Since every sequence in this alignment has a known 3D structure, structure based comparisons can be used to estimate the distance between every CRD pair. The T-RMSD method does this analysis by comparing intra-molecular distances between pairs of ungapped positions (in the MSA). In order to insure a meaningful clustering, it may therefore be useful to remove the sequences causing large number of gap insertions. Given any alignment containing sequences with a known 3D structure and the corresponding template file, T-RMSD runs with the following command:

t_coffee -other_pg trmsd -aln crd.aln -template_file crd.template_file

This command line produces four files:
  • crd.struc_tree.list: list of trees in Newick format.
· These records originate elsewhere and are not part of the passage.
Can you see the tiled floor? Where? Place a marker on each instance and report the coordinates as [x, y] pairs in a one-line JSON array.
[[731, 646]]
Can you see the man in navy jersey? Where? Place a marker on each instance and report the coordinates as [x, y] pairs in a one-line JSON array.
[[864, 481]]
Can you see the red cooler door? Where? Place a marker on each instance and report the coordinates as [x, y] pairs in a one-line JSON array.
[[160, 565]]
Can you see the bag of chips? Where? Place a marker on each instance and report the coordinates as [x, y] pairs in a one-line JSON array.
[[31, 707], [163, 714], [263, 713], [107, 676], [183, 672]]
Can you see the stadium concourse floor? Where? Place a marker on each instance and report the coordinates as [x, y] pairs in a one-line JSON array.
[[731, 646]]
Each tree is estimated for a column of the input MSA.
  • crd.struc_tree.consensus: consensus tree made by Consense [34] of the collection of trees contained in the previous file.
  • crd.struc_tree.consense_output: statistics produced by Consense when producing the consensus tree.
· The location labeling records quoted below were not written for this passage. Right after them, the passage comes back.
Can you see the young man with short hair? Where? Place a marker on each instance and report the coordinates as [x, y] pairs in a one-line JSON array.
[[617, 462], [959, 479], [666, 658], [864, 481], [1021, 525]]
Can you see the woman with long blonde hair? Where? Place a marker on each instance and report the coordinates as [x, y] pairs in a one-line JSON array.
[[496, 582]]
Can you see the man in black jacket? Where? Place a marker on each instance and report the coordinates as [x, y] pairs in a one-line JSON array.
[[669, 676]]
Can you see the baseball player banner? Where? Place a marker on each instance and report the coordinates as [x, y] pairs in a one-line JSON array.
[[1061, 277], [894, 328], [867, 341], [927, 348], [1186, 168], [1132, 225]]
  • crd.struc_tree.html: color coded version of the MSA indicating the level of support given by every ungapped column to the topology reported in crd.struc_tree.consensus.

The Newick format is a standard tree format that can be visualized with online phylogenetic tools such as PhyloWidget [35] (Figure 7). On this clustering the numbers indicate the level of support for each corresponding node. This value is the equivalent of a bootstrap and corresponds to the fraction of ungapped columns effectively supporting a split. As shown on Figure 7, this structure based clustering is very consistent with the functional classification of these receptors and recapitulates most of the know functions associated with the CRD domain.